Why I Stayed: The Complexity of Domestic Violence
"Why I Stayed" is a revolutionary speech by Beverly Gooden, renown social activist and creator of the #WhyIStayed hashtag and global movement. In this radical talk, Gooden challenges the question “Why did he/she stay?” and reveals how the current way we interact with survivors is a house of cards. From faulty blame attribution, to designating only men as abusers, it’s easy to overlook the sheer volume of domestic violence when the issue has historically been framed as “them” and not “us”. That’s why, as Beverly argues, domestic violence is a community issue. Victims of violence can be women and men, LGBTQ and heterosexual, or even children. Victims of violence may have fought back, or remained silent. There is no perfect victim and no specific type of abuser. Beverly discusses her personal domestic violence story, reveals the most important questions to ask victims, and outlines how we all can help.

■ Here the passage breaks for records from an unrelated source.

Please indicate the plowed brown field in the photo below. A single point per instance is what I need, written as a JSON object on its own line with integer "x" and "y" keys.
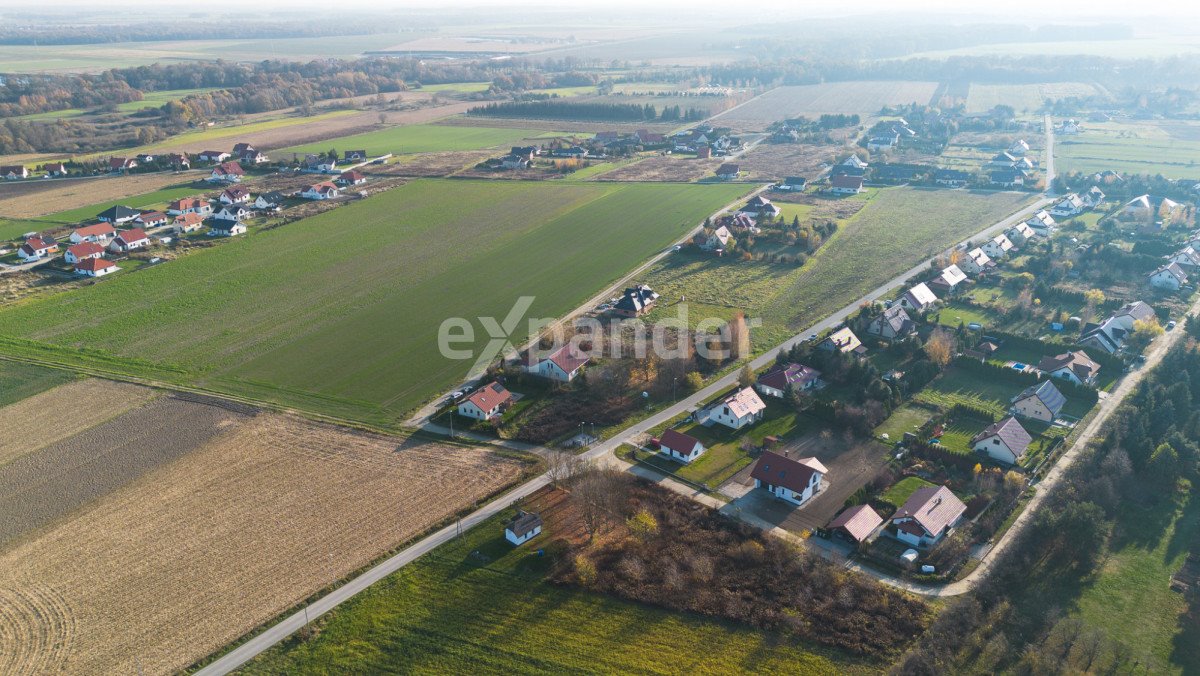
{"x": 198, "y": 551}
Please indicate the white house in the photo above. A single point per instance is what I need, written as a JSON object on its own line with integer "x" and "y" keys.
{"x": 793, "y": 480}
{"x": 1041, "y": 402}
{"x": 522, "y": 528}
{"x": 99, "y": 233}
{"x": 1003, "y": 442}
{"x": 130, "y": 240}
{"x": 997, "y": 247}
{"x": 736, "y": 411}
{"x": 487, "y": 401}
{"x": 1073, "y": 366}
{"x": 563, "y": 364}
{"x": 1169, "y": 277}
{"x": 918, "y": 298}
{"x": 928, "y": 515}
{"x": 681, "y": 447}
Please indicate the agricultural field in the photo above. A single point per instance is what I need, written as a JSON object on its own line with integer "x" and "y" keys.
{"x": 1170, "y": 149}
{"x": 341, "y": 312}
{"x": 421, "y": 138}
{"x": 197, "y": 522}
{"x": 1025, "y": 99}
{"x": 478, "y": 604}
{"x": 813, "y": 100}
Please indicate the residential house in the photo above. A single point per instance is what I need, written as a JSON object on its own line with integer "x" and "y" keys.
{"x": 190, "y": 205}
{"x": 352, "y": 178}
{"x": 486, "y": 402}
{"x": 952, "y": 178}
{"x": 1110, "y": 334}
{"x": 187, "y": 222}
{"x": 844, "y": 341}
{"x": 789, "y": 479}
{"x": 736, "y": 411}
{"x": 918, "y": 299}
{"x": 1169, "y": 277}
{"x": 1073, "y": 366}
{"x": 153, "y": 219}
{"x": 226, "y": 227}
{"x": 99, "y": 233}
{"x": 118, "y": 215}
{"x": 681, "y": 447}
{"x": 323, "y": 190}
{"x": 727, "y": 172}
{"x": 928, "y": 515}
{"x": 781, "y": 378}
{"x": 997, "y": 247}
{"x": 226, "y": 172}
{"x": 856, "y": 524}
{"x": 35, "y": 247}
{"x": 214, "y": 156}
{"x": 792, "y": 184}
{"x": 1003, "y": 442}
{"x": 892, "y": 323}
{"x": 83, "y": 251}
{"x": 129, "y": 240}
{"x": 635, "y": 301}
{"x": 563, "y": 364}
{"x": 846, "y": 185}
{"x": 95, "y": 267}
{"x": 234, "y": 195}
{"x": 522, "y": 527}
{"x": 1068, "y": 207}
{"x": 1042, "y": 401}
{"x": 949, "y": 280}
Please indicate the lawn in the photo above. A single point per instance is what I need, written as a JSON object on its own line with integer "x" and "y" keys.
{"x": 341, "y": 312}
{"x": 480, "y": 605}
{"x": 420, "y": 138}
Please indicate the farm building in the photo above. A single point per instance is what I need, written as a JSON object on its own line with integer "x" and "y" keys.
{"x": 856, "y": 524}
{"x": 928, "y": 515}
{"x": 1003, "y": 442}
{"x": 735, "y": 411}
{"x": 522, "y": 527}
{"x": 781, "y": 378}
{"x": 486, "y": 402}
{"x": 681, "y": 447}
{"x": 789, "y": 479}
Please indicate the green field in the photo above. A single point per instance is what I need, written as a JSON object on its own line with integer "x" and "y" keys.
{"x": 340, "y": 312}
{"x": 1171, "y": 149}
{"x": 478, "y": 605}
{"x": 420, "y": 138}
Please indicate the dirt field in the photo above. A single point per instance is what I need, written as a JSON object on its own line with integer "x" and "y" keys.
{"x": 196, "y": 552}
{"x": 64, "y": 412}
{"x": 73, "y": 193}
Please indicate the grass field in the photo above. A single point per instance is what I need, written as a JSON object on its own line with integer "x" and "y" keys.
{"x": 420, "y": 138}
{"x": 1171, "y": 149}
{"x": 341, "y": 312}
{"x": 480, "y": 605}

Race and Domestic Violence: A Closer Look
The #1 killer of black women ages 15-34 is homicide at the hands of a current or former partner. Young black women - whom statistics say are disproportionately murdered by the men they date, marry and with whom they share children - are often hesitant to call for help. Why? In this talk, Beverly delves into intimate partner violence using an intersectional lens. She describes how racism and sexism are the biggest obstacles for black women, how the American history of brutal violence towards black people contributes to non-reporting, and how the silence regarding intimate partner violence in the black community sends a negative message to black women – that their lives do not matter.
Beverly was incredibly generous with her time, took photos with new “fans” afterwards, and provided much needed information to our audience on this difficult and painful subject. She was an absolute delight. Such a warm and friendly person that I enjoyed having at our conference.